Water has strong intermolecular forces

Hydrogen bonds in oxygen- and nitrogen-containing molecules are very important in biochemistry because they influence reactions between such molecules and the structures of these biological molecules. The interaction between water and other molecules in which there may be an opportunity for hydrogen bonding explains such properties as solubility in water and reactions that occur with water as a solvent.
The term hydrogen bond doesn’t refer to an actual bond to a hydrogen atom, but to an overall interaction.
One environmentally important consequence of hydrogen bonding is that, upon freezing, water molecules are held in a solid form that’s less dense than the liquid form. The hydrogen bonds lock the water molecules into a crystalline lattice that contains large holes, which decreases the density of the ice. The less-dense ice — whether in the form of an ice cube or an iceberg —floats on liquid water. In nearly all other cases where a solid interacts with water, the reverse is true: The solid sinks in the liquid. So, why is the buoyancy of ice important? Ask ice fishermen! The layer of ice that forms on the surface of cold bodies of water insulates the liquid from the cold air, protecting the organisms still living under the ice.

Water as a polar molecule

Because it’s polar, water has a tendency to “wet” substances, like grandma’s fine dining-room table or a baby’s diaper. It’s also a bent molecule , not linear. The hydrogen atoms have a partially positive charge (+); the oxygen atom has a partially negative charge (–). This charge distribution is due to the electronegativity difference between hydrogen and oxygen atoms (the attraction that an atom has for a bonding pair of electrons). The water molecule in Figure 2-1 is shown in its bent shape with a bond angle of about 105°.
Normally, such partial charges result in an intermolecular force known as a dipole-dipole force, in which the positive end of one molecule attracts the negative end of another molecule. The very high electronegativity of oxygen combined with the fact that a hydrogen atom has only one electron results in a charge difference significantly greater than you’d normally expect. This leads to stronger-than-expected intermolecular forces. These unexpectedly strong intermolecular forces have a special name: hydrogen bonds. The term hydrogen bond doesn’t refer to an actual bond to a hydrogen atom, but to the overall interaction of a hydrogen atom bonded to either oxygen, nitrogen, or fluorine atoms with an oxygen, nitrogen or fluorine on another molecule (intermolecular) or the same molecule (intramolecular). Hence the term intermolecular force. (Note that although hydrogen bonds occur when hydrogen bonds to fluorine, you don’t normally find such combinations in biological systems.)

The Fundamentals of H2O

Water is essential to life; in fact, human beings are essentially big sacks of water. Water accounts for 60–95 percent of our living cells, and 55 percent of the water in the human body is in intracellular fluids. The remaining 45 percent (extracellular) is divided between the following:

• Plasma (8 percent)
• Interstitial and lymph (22 percent)
• Connective tissue, cartilage, and bone (15 percent) Water also is necessary as a solvent for the multitude of biochemical reactions that occur in the body:
• Water acts as a transport medium across membranes, carrying substances into and out of cells.
• Water helps maintain the temperature of the body.
• Water acts as a solvent (carrying dissolved chemicals) in the digestive and waste excretion systems.
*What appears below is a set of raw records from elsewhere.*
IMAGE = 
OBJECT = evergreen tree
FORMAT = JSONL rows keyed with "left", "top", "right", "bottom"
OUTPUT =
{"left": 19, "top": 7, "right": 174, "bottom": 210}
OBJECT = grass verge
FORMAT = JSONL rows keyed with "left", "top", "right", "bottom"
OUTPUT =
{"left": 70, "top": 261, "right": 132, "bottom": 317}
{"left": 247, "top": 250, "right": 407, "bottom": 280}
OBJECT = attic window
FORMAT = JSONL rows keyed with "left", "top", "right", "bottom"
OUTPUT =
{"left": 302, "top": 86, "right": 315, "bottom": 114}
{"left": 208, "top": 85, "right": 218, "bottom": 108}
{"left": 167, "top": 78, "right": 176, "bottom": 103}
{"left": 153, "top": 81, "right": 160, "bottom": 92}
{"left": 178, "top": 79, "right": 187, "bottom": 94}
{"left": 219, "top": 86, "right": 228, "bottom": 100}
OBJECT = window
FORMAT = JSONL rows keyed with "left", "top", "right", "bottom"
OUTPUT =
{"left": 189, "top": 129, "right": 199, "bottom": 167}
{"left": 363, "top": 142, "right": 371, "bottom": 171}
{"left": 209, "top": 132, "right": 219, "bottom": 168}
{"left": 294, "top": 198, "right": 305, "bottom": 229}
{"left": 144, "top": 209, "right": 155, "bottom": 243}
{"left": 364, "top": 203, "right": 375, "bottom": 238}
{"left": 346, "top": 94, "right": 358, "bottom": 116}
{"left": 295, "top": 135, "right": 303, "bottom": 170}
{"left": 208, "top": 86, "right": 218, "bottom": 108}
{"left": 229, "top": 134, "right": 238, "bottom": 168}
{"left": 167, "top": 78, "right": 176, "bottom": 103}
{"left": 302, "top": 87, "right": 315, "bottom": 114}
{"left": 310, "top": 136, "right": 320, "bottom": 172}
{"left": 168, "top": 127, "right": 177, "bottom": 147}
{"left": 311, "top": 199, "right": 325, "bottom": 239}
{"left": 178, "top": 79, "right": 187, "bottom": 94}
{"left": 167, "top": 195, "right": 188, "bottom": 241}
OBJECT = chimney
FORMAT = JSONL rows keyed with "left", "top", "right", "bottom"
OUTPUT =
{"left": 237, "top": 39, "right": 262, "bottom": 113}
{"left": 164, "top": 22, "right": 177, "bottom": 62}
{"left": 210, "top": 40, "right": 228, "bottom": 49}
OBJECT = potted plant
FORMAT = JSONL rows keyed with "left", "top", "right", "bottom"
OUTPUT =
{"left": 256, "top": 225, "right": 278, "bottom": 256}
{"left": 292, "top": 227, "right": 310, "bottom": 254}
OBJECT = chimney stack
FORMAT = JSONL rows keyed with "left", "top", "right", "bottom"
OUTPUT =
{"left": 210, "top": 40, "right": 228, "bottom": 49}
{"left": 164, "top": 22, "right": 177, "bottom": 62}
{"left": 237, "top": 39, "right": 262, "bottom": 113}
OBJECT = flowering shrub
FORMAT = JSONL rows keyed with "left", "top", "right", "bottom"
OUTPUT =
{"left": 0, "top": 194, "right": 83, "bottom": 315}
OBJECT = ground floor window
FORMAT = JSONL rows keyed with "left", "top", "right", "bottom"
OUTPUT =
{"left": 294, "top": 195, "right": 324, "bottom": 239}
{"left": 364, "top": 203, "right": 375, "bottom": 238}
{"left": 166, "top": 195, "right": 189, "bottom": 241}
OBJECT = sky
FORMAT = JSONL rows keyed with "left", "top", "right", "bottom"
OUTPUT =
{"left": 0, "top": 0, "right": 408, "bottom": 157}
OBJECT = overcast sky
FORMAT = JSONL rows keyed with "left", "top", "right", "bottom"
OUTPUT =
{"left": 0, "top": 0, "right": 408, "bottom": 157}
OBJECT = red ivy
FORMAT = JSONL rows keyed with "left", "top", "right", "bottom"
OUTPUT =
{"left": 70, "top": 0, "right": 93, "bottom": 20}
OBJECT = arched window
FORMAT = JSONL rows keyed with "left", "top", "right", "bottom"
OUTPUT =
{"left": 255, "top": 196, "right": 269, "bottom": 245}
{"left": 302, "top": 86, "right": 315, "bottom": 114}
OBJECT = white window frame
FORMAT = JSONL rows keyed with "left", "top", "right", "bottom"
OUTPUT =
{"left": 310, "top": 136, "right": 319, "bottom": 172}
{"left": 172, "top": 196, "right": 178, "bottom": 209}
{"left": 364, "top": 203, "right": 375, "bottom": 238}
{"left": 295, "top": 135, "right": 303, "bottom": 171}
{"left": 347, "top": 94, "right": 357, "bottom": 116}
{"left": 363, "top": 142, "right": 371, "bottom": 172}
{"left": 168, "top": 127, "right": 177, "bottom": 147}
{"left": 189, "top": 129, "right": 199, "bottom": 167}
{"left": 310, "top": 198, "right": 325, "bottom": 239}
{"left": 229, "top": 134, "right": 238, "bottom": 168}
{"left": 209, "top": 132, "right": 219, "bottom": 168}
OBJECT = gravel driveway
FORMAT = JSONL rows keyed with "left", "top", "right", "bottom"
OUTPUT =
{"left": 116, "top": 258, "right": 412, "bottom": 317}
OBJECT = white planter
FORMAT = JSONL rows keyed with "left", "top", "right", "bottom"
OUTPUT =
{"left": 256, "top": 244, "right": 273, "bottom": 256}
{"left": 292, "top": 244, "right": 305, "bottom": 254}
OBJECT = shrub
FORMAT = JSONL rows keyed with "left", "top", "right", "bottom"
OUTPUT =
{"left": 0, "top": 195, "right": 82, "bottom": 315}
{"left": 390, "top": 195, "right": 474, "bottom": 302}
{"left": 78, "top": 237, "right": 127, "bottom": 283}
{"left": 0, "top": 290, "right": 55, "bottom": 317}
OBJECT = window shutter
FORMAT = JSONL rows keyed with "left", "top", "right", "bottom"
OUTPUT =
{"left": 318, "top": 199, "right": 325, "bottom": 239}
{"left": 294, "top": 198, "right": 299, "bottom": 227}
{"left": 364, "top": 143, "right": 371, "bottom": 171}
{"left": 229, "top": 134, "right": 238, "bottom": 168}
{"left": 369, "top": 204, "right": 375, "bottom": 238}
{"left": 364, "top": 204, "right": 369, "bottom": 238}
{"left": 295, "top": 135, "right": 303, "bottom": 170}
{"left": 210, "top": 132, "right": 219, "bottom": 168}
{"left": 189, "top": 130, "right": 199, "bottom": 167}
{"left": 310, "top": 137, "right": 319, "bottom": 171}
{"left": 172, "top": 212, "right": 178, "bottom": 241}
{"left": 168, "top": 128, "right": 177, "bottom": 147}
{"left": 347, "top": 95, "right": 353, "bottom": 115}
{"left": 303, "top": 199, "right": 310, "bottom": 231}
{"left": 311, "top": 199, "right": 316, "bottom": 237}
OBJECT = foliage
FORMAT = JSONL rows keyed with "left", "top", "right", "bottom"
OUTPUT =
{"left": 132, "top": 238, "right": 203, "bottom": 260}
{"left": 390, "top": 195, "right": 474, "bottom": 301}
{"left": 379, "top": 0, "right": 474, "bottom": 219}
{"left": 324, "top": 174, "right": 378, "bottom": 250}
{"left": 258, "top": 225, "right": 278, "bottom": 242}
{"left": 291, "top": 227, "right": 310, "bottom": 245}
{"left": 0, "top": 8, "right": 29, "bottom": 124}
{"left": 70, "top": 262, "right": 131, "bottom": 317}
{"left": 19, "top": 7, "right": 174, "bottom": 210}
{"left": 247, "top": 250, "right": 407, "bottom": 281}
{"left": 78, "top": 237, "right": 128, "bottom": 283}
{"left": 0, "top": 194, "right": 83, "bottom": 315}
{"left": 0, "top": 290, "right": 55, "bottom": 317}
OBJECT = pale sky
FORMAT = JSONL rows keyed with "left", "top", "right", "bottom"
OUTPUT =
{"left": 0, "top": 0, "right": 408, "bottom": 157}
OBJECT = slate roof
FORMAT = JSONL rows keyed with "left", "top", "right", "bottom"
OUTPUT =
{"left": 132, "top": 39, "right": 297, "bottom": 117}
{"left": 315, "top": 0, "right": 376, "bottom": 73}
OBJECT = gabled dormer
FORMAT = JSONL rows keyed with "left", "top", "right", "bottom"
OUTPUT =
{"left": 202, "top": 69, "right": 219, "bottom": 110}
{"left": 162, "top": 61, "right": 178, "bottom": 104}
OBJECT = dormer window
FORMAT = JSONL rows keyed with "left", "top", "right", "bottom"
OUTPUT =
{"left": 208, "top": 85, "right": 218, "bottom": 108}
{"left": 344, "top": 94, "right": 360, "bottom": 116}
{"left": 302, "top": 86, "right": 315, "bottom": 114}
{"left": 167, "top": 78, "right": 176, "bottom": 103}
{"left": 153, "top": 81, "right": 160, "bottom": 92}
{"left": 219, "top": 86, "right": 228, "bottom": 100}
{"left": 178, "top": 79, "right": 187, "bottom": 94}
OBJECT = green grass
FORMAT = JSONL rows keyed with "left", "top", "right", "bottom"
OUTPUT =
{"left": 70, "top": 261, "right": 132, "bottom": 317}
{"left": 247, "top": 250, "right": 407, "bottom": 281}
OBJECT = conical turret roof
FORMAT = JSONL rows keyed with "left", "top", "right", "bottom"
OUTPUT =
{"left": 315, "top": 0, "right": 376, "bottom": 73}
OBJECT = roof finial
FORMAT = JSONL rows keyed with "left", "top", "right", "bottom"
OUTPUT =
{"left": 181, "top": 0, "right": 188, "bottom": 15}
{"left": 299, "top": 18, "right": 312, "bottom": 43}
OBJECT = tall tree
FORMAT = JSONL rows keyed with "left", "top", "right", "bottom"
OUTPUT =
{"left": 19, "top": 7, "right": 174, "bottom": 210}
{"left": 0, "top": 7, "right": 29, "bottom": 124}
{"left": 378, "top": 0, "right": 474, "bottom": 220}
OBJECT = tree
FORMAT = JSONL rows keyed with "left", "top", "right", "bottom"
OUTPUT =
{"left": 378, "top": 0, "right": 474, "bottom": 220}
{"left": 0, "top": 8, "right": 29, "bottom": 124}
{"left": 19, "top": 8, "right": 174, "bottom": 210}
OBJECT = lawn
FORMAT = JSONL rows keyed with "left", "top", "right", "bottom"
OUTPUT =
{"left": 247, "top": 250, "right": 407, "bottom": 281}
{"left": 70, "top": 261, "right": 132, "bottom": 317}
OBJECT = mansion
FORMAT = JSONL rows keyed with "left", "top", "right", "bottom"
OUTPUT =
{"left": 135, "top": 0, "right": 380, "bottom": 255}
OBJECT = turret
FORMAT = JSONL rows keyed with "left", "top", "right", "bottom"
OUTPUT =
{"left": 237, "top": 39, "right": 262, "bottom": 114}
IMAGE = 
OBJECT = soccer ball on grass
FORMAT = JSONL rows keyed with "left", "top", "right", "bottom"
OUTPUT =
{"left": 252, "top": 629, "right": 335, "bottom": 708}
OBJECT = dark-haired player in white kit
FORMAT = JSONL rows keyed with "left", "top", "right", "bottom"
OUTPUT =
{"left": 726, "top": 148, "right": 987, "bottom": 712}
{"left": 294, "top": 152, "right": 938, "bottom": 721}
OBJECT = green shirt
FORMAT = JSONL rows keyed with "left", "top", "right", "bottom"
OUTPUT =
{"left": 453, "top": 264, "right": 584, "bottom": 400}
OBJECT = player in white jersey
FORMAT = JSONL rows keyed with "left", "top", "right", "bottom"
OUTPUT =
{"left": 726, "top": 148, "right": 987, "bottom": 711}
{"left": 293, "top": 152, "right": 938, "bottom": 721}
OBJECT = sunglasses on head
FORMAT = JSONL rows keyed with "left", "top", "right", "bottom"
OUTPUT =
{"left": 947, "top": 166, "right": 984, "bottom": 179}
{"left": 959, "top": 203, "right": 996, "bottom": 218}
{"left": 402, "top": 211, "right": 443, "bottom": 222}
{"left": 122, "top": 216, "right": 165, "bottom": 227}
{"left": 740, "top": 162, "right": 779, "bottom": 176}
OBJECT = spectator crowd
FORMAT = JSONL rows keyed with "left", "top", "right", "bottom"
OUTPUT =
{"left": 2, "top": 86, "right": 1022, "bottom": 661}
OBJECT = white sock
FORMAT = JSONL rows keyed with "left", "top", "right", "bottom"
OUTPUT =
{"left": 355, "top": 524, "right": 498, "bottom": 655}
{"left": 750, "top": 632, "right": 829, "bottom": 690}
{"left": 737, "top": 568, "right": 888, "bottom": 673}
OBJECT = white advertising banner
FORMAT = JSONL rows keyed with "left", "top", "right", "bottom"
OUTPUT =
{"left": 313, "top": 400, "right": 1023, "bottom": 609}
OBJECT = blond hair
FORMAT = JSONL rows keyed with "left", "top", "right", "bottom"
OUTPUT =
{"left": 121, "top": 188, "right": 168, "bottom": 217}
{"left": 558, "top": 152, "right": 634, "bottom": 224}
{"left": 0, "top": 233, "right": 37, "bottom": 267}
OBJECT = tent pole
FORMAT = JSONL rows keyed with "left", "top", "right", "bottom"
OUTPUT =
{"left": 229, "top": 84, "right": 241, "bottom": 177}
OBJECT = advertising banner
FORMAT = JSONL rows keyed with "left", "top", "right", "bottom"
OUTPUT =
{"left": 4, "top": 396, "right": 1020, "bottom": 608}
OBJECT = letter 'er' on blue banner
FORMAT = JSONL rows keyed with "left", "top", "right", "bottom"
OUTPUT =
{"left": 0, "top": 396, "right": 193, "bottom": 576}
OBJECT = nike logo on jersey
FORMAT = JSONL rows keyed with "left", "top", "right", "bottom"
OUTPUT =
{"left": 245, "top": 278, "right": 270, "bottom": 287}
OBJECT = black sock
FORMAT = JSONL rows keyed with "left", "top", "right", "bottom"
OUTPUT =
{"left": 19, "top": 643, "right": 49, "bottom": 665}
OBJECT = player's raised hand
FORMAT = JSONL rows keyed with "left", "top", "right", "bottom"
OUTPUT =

Healthy humans have an intake/loss of about two liters of water per day. The intake is about 45 percent from liquids and 40 percent from food, with the remainder coming from the oxidation of food. The loss is about 50 percent from urine and 5 percent from feces, with the remainder leaving through evaporation from the skin and lungs. A water balance must be maintained within the body. If the loss of water significantly exceeds the intake, the body experiences dehydration. If the water loss is significantly less than the intake, water builds up in the body and causes edema (fluid retention in tissues).